Warum es im Charlottenburger Osten so eng ist


Blick auf den Ernst-Reuter-Platz
Charlottenburg ist eine No-Go-Area, zumindest sein östlicher Teil. Dort liegt der unsägliche Kurfürstendamm, der schmucklose Bahnhof Zoo, die unsägliche Bonzenkarren-Werbung auf dem Europacenter und die ewige Ruine der Kaiser-Wilhelm-Gedächtniskirche. Wer seinen Fuß in dieses Areal setzt, ohne es wirklich zu müssen, hat selber schuld. Denn dort schreit dem Besucher deutsche Piefigkeit in ihrer großstädtischen Form entgegen. Man merkt das daran, dass alles eigentümlich eng und kleinräumig wirkt, so dass man als unvorbereiteter Besucher schnell in klaustrophobische Zustände geraten kann.

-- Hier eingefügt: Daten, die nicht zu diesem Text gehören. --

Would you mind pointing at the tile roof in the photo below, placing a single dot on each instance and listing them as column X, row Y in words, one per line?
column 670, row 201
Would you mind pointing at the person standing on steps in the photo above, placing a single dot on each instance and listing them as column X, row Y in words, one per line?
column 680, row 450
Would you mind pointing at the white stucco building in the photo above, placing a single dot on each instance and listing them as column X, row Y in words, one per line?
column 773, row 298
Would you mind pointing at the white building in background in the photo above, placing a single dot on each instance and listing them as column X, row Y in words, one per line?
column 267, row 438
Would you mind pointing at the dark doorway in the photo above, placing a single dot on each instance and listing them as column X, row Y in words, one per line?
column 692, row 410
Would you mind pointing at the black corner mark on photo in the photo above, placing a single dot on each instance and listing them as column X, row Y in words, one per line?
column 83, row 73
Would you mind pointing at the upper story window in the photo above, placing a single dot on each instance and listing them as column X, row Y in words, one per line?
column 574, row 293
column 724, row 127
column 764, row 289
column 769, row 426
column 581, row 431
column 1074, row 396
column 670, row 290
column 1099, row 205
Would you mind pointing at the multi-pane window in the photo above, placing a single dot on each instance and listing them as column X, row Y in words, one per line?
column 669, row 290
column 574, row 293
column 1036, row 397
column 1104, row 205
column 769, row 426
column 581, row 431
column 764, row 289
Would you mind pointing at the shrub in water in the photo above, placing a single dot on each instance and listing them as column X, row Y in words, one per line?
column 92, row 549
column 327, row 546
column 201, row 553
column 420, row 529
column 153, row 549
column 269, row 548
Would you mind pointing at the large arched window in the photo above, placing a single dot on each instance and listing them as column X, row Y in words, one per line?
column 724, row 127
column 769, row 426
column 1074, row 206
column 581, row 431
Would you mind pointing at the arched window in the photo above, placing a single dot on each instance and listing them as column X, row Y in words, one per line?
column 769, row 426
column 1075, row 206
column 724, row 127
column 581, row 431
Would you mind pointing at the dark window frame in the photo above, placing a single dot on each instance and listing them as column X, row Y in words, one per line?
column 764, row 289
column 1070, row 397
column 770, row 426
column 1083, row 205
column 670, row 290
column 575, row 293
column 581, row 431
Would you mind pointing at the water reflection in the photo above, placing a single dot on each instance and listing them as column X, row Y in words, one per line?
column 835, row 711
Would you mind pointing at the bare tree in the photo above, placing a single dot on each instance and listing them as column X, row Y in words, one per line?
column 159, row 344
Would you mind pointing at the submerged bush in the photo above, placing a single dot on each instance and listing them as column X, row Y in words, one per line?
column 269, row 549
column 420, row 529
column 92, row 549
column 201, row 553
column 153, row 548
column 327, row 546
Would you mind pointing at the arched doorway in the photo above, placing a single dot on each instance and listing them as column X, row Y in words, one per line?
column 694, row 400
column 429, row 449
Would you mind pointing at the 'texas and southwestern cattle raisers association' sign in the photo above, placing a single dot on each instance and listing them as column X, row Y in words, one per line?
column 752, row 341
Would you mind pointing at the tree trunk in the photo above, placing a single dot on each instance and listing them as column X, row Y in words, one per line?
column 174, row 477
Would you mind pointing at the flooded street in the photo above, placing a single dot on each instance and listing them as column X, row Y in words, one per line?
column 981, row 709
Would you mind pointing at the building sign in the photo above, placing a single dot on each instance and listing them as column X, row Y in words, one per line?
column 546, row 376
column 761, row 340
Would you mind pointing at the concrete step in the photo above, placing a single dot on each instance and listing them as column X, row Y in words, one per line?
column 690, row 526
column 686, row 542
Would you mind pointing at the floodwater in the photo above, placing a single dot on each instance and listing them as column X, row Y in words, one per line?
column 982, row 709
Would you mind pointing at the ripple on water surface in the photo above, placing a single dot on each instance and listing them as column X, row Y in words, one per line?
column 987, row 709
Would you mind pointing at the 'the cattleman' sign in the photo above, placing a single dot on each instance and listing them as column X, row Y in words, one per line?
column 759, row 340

Diese Enge und Kleinräumigkeit hat aber nichts mit den städtebaulichen und architektonischen Besonderheiten dieser Gegend zu tun. Es ist vielmehr der piefige Geist, der aus ihnen weht. Man kennt ihn aus all den Nachkriegs- und Wirtschaftswunderfilmen, in denen dickbäuchige Spießbürger auf dem Ku′damm zum Café Kranzler promenieren.


Müssen die Autler sich nur noch dran halten...
Allzu viel hat sich seit dem nicht verändert. Und so ist die gefühlte Enge der City West eher die zu Stein geronnene Enge des spießbürgerlichen Horizontes. Und das ist kein Wunder, denn nach der Teilung der Stadt mussten auch die westlichen Sektoren so etwas wie ein Zentrum bekommen. Das historische lag schließlich in der Ostzone. Und so entstand ein neues Berliner Zentrum, und zwar in seiner aktuellen Gestalt als kapitalistisches Statement gegenüber Ostberlin.

Dabei ist Charlottenburg eine sehr alte Stadt. Ihre Geschichte lässt sich bis ins 13 Jahrhundert zurückverfolgen, wobei es aber besonders die jüngere Vergangenheit war, in der Charlottenburg zu Glanz und Ehren kam. Als es 1920 zu Groß Berlin eingemeindet wurde, zählte es bereits über 120.000 Einwohner und war eine der wohlhabendsten Städte des Deutschen Reichs.


Ernst-Reuter-Platz
Wir sind nicht ganz freiwillig hier, denn wir wollen das Käthe-Kollwitz-Museum besuchen. Und dieses liegt in einer Seitenstraße des Kurfüstendamms. Unsere Strategie: Schnell hinkommen, Museum angucken, schnell wieder abhauen - in den Osten. In einer S-Bahn rollen wir in den Bahnhof Zoo ein. Eigentlich heisst er Bahnhof Zoologischer Garten. Aber für Menschen unserer Generation war Christiane F. so etwas wie Harry Potter für die heutigen Kids. Deshalb kennen wir diesen Ort eben nur unter seinem Kurznamen. Und das Interessante ist, dass der Bahnhof Zoo noch heute exakt die trostlose Aura verströmt, die aus den Seiten der autobiografischen Drogenerzählung quoll.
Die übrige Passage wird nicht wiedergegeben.